State Attorneys General v Express Scripts, Inc. (2008)29 Consumer protection acts. Settled for $9.3 million, with up to $200,000 to affected patients. Numerous states alleged PBM illegally encouraged doctors to switch patients to different brand-name medications while profiting from same without passing savings on to plans.
State Attorneys General v Caremark, Inc. (2008)29 Consumer protection acts. Settled for $41 million. Twenty-nine attorneys general alleged deceptive trade practices and failure to inform of profits from drug switches. Patients were switched from originally prescribed brand drugs to different brand drugs.
United States v AstraZeneca (2015)20 Anti-Kickback Statute. Settled for $7.9 million. Allegations that PBM received kickbacks to maintain “sole and exclusive” formulary status for certain drugs.

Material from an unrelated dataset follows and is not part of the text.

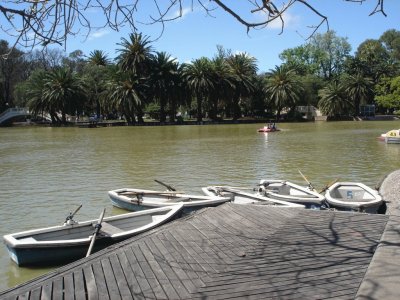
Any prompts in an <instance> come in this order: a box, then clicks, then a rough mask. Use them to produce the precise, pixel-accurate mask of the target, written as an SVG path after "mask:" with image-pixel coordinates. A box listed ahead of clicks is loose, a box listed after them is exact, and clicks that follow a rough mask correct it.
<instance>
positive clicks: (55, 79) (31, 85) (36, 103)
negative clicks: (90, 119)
mask: <svg viewBox="0 0 400 300" xmlns="http://www.w3.org/2000/svg"><path fill="white" fill-rule="evenodd" d="M30 86H31V88H30V92H29V93H28V96H29V98H30V100H29V102H28V106H29V107H30V108H31V109H32V110H34V111H35V112H39V111H42V112H46V113H49V114H50V116H51V118H52V121H53V123H59V122H60V119H59V117H58V113H61V122H62V123H64V124H65V123H66V114H67V113H69V114H73V113H75V111H76V110H81V109H82V107H83V106H84V101H85V97H86V94H85V84H84V81H83V80H82V79H81V78H80V77H79V76H78V75H77V74H76V73H75V72H72V71H71V70H70V69H69V68H56V69H54V70H52V71H51V72H49V73H43V72H38V73H37V74H35V75H33V76H32V77H31V78H30Z"/></svg>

United States ex rel Kester et al. v Novartis et al. (2015)30 Anti-Kickback Statute. Settled for $390 million; specialty pharmacy settled for $60 million. Allegations of inducement of specialty pharmacies to increase prescriptions for Novartis drugs by paying kickbacks in the form of rebates.

ERISA = Employee Retirement Income Security Act of 1974; PBM = pharmacy benefit manager.

Author bio:
Dr. Rumore is Associate Professor of Social, Behavioral, and Administrative Pharmacy at Touro College of Pharmacy in New York, New York; and Of Counsel at Sorell, Lenna & Schmidt, LLP, in Hauppauge, New York. Dr. Vogenberg is Principal at the Institute for Integrated Healthcare and National Institute of Collaborative Healthcare in Greenville, South Carolina, and Adjunct Professor of Pharmacy Administration at the University of Rhode Island, College of Pharmacy, in Kingston, Rhode Island.